14. It is not in dispute that plot number 220 and 198 is one and the same. This was acknowledged by the parties and their witnesses in their evidence before the trial court. It is also an established legal principle that where there are two allotment letters, the first in time should prevail if it was acquired regularly and procedurally see Philemon L. Wambia v Gaitano Lusitsa Mukofu & 2 others [2019] eKLR as aptly held by the trial court. The Court of Appeal in Munyu Maina v Hiram Gathiha Maina [2013] eKLR also held that where title to property is under challenge, the parties must show the history of title. It was stated;“We state that when a registered proprietor’s root of title is under challenge, it is not sufficient to dangle the instrument of title as proof of ownership. It is this instrument of title that is in challenge and the registered proprietor must go beyond the instrument and prove the legality of how he acquired the title and show that the acquisition was legal, formal and free from any encumbrances including any and all interests which need not be noted on the register.”

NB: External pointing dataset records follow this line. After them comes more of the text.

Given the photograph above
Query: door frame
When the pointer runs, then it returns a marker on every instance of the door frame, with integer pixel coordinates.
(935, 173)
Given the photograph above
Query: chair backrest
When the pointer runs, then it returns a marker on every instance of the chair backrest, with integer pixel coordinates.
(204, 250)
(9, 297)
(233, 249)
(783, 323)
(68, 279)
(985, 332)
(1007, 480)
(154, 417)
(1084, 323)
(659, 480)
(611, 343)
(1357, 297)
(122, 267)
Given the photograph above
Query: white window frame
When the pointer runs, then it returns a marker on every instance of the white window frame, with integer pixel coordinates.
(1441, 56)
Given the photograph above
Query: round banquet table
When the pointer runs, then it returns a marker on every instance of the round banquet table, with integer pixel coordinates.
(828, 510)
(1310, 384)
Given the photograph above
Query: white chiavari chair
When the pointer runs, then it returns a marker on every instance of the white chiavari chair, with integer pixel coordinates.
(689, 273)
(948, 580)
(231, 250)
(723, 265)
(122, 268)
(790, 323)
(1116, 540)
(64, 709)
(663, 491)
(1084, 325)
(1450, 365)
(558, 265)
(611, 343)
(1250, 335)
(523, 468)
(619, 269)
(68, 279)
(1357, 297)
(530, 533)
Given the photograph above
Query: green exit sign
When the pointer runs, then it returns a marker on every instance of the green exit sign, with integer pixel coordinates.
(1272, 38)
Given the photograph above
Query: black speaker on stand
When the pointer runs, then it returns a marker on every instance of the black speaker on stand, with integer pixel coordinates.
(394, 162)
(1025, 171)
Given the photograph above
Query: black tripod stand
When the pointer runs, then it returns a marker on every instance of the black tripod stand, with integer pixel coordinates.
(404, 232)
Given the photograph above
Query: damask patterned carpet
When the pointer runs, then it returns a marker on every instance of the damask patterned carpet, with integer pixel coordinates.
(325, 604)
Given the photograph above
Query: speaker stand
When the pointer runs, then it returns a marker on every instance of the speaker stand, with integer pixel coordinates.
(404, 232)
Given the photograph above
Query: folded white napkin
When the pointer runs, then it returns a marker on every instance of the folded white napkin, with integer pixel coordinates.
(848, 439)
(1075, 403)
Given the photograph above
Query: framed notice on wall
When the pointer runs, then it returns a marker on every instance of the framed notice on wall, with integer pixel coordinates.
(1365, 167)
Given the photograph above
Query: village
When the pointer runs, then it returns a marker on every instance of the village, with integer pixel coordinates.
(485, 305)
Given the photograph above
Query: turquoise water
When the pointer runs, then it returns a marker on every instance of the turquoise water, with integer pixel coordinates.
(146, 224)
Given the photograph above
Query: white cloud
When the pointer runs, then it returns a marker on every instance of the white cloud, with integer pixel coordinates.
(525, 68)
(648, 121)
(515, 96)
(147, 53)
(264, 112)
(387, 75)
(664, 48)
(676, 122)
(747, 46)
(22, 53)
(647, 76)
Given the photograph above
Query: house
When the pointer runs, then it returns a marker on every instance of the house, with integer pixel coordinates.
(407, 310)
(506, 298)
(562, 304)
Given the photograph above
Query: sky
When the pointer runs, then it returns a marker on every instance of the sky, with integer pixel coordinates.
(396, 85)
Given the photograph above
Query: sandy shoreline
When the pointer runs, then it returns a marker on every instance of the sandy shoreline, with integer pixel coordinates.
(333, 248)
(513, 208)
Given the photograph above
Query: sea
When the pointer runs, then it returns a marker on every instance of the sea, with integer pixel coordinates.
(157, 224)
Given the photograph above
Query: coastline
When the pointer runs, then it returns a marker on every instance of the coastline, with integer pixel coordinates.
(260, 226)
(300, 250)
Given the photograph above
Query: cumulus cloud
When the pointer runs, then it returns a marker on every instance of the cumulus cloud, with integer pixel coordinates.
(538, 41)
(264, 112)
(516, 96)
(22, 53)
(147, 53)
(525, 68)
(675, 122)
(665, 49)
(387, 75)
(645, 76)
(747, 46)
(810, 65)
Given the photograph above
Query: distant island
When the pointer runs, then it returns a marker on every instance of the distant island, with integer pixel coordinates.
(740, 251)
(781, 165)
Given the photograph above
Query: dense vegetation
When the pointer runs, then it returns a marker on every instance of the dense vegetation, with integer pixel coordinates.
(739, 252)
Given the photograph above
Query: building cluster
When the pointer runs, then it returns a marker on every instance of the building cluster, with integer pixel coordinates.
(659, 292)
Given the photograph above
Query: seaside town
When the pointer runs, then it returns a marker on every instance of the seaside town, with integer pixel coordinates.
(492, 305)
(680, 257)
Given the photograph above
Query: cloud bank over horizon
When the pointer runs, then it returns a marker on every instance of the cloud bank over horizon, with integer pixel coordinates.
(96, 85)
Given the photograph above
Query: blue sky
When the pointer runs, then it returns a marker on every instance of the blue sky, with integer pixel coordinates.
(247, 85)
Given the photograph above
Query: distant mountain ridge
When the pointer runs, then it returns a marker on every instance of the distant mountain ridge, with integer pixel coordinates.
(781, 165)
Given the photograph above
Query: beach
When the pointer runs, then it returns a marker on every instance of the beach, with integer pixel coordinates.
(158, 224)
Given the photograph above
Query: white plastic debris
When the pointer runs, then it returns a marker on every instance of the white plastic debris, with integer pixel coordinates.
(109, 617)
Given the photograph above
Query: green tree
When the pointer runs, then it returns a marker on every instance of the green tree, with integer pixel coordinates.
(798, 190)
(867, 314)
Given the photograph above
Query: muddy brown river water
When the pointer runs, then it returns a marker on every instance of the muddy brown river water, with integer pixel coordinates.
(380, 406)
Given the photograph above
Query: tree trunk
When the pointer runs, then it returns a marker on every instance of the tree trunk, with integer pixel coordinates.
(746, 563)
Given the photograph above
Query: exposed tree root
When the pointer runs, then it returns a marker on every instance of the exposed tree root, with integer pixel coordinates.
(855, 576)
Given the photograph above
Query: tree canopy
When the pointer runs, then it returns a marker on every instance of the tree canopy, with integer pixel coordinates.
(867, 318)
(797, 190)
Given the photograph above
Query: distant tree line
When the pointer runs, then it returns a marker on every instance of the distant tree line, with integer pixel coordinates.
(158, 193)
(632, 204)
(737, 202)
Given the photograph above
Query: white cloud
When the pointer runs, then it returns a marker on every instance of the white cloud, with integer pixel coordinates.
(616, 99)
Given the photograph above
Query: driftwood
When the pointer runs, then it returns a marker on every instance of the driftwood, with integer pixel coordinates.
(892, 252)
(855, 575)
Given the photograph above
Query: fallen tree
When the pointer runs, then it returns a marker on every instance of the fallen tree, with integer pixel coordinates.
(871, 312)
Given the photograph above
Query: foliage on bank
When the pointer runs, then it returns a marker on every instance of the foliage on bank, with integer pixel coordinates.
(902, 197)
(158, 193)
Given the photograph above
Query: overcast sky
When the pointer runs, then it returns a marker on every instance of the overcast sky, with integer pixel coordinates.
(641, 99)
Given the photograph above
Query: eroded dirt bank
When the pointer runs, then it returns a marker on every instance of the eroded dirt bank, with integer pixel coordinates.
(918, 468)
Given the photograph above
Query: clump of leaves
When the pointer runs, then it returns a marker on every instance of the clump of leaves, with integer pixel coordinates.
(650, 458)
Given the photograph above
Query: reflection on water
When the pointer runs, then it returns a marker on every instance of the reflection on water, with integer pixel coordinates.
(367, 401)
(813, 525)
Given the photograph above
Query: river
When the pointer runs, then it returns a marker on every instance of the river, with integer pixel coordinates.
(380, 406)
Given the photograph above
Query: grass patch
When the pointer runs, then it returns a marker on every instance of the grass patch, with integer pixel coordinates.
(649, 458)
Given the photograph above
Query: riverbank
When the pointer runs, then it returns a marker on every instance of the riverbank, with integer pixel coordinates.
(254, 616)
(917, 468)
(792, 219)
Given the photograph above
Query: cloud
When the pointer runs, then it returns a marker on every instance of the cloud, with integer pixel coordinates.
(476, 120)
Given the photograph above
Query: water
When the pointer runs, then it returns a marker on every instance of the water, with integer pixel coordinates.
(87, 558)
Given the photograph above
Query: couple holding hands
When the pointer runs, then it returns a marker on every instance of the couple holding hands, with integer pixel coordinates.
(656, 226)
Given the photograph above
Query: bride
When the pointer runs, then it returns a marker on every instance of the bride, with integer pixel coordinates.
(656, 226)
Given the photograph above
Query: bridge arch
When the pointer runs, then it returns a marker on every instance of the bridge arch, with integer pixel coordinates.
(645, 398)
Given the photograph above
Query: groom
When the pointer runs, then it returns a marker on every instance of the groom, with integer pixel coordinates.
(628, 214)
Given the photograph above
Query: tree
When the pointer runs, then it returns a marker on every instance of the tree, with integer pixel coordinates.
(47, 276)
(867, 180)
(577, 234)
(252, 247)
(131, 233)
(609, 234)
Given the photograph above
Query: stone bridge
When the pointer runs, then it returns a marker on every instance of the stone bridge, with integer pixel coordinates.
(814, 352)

15. I find that the Learned Trial magistrate rightly found that the Respondent’s title can be traced back to 1991 when it was transferred to her by Nancy Wambui who had acquired it from Joyce Wamukuru.
16. The Respondent’s evidence in the trial court that she had been in possession of the plot for more than seventeen (17) years was not rebutted by the Appellant. It is her case that the Appellant found her repairing the fence and he lay claim to her plot.
17. The letter from the County Council of Olkejuado dated 16th October 2008 to the two parties, asking them to sub-divide the plot into two parties, asking them to sub-divide the plot into two equal portions shows that it had acknowledged that there was only one plot. It therefore means that the one allocated earlier ought to stand.The said allocating authority could not confirm the existence of plot No.220 (Residential) Ongata Rongai.
18. I find that the Learned Trial Magistrate rightly held that the Appellant’s title has no history before the year 2000 when it was allegedly allocated to Lemelepo Maendeleo Women Group.
19. I also find that the Learned Trial Magistrate did not err by making a finding that plot No. 220 (Residential) Ongata Ongai does not exist and the plot was rather plot No. 198 (Residential) Ongata Rongai.
20. I further find that the Learned Trial Magistrate considered all the evidence adduced before arriving at her decision.
21. The upshot of the matter is that I find no reason to interfere with the Judgement of the lower court and the same is upheld.
22. I find no merit in the appeal and the same is dismissed with costs to the Respondent.
DATED, SIGNED AND DELIVERED VIRTUALLY AT KAJIADO THIS 25TH DAY OF APRIL 2024. L. KOMINGOIJUDGE.In the presence of:Ms. Nyambura for Ms. Kaberia for the Appellant.Mr. Kinyanjui for Mr. Mwicigi.Kinuthia for the Respondent.Court Assistant – Mutisya.